Милосердный Абаддон

Евгений Азгирь
                Каждый раз, когда он приходил, вдвоём не могли завершить дело до конца...

 Она выглядывала в окно, ожидая треска наледи на асфальте и чёрной тени в каменной арке соседнего пролёта. Минуя шёлковый виноградник, он будет здесь. Он вытрет ноги и расположится в кресле, а она расскажет, как прошёл её день с отсылкой на каждый из своих дней. Она легонько коснётся его колена, а он не шевельнётся, хотя и будет пристально всматриваться ей в глаза. И когда ей станет настолько страшно, что ладони вспотеют и начнут подрагивать, она наконец быстрыми движениями расстегнёт синюю блузку. Да, она натягивает именно эту мамину синюю блузку, потому что он сказал, это напоминает ему свет из тишины, найденный небом, когда он только воскрес.
 Это время помнит лишь он, а она, будучи пеплом, что ожил во вздохе, смиренно, потупив взор ублажает его так, как скажет его тягучий и всегда тихий голос. Он говорил, что начнётся война, и очень скоро всем придётся выбрать лагерь. Ей всего 27, она так молода и наивна, но уже верит в смерть. А главное, он доказал ей, что страдания при жизни реальны. И что когда на порог станет Выбор и постучит три раза, придётся целовать ноги и подолгу лежать на земле со связанными руками, пока дуло автомата проходит по кудрям, заплетённым в косы.
 Всё это сумбурно было передано ей в распоряжение. Она возможно единственная знает, куда бежать, если настигнет тайфун из стали и ожогов, и нужно ли заглядывать в глаз урагану, лишь уверовав, что там монотонная блажь, покой и чистый звук без посторонней суеты. Есть места, где она сможет скрываться от одной минуты до нескольких недель. Но так придётся прожить в итоге всю жизнь.
 Он приходит, потому что ему это нравится. Нравится её трепет и тайная, неосознанная ею самой ненависть. Её стокгольмский синдром заменил обычное желание выслужиться. Вены на её ногах слегка вздуты, но это не мешает ублажать гостя. Главное, чтобы хотя бы раз визит дошёл до своего логического конца. Ибо именно в момент завершения произойдёт тайное. Она не имела представления, о чём идёт речь, ведь, опять-таки, всё показанное им - лишь образы, картинки, пропущенные через неяркий фильтр, странные текстуры, в общих чертах передающие будущее.
 Она надеялась, что именно сегодня свершится то, чего она ждёт в содрогании. Точка его высочайшего наслаждения обязывает его даровать спасение. Таков закон. Даже он подчиняется закону гримуара, хотя если бы не злополучная книга, его бы и вовсе не было здесь, в этом кресле, в этом мире. Она не знала, что уничтожив книгу и выпив пепел с водкой не удастся избежать священного присутствия...

 И вот, звонок в дверь.

 Она и не заметила, как пролетели сумеречные часы, обнажая ночь в лунном великолепии. Луна падала сейчас ей на лицо, и он видел это, даже сквозь единственную преграду, отделявшую их от нового соития.
 Щёлкнул засов, нежная и сильная рука опустилась ей на плечо. Он пришёл, чтобы даровать спасение!

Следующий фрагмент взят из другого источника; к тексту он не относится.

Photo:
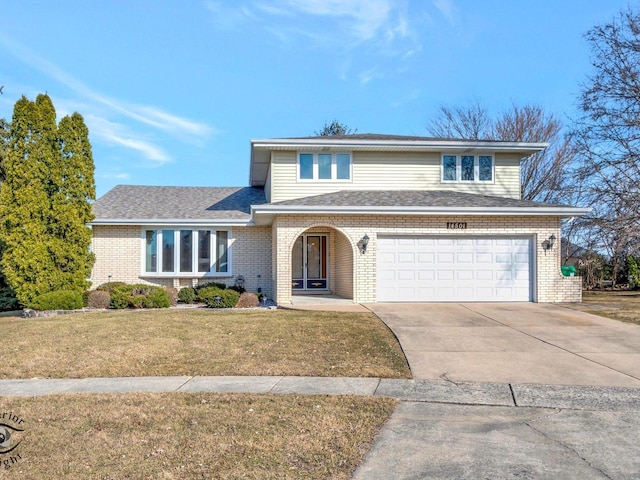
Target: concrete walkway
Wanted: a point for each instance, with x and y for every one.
(514, 343)
(445, 430)
(439, 391)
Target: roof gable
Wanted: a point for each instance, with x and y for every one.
(135, 204)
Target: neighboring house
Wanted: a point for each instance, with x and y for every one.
(367, 217)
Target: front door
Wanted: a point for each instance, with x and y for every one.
(309, 263)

Сегодня был Тот самый день... Поляны при дальних опушках задрожат, заплачут горы, опадая в недра земли, твердь превратится в золу и раскалённый воск... Подобные ему обретут новый дом, но он всё равно пришёл именно сюда и в назначенный час! Она не могла скрыть своего восторга.
 Руки потянулись к его негнущимся плечам, блузка и ночнушка сползли с узких белых плеч, глаза в глаза и... Море из чувственной страсти. Образы, образы наводнили иссушенное воображение, каждая клетка её тела вспомнила своё древнее величие, старинные ощущения, ставшие реликтовыми годы тому назад, гамма её счастья превращалась в пафосные всплески, раскаты восторга. Он был бесконечно нежен, и, казалось, вовсе не дотрагивался до неё, но она чувствовала, как и ему приятно передавать ей знание через чувство, чувство через удовольствие, удовольствие через собственное, первородное зло. Конечная точка уже была так близка!
 Но внезапно голова стала тяжелеть, чувства всё более уступали место образам, картинкам, возникавшим всё ярче и чаще. Она не успевала принимать то, что отдавалось с таким рвением. Она хотела остановиться, органы чувств перестали приносить наслаждение, а он... Выкачивал из неё жизнь, обретая ни то невиданное могущество, ни то долгожданный пиковый момент в удовольствии. Волна взрывов уже прокатилась по зримой части земного шара, а он не останавливался. Разрываясь на части, она уже понимала, что значило её освобождение... На исполинском гобелене с изображением мира самыми счастливыми - ангелами - были изображены те, кто успел уйти до начала первого действия.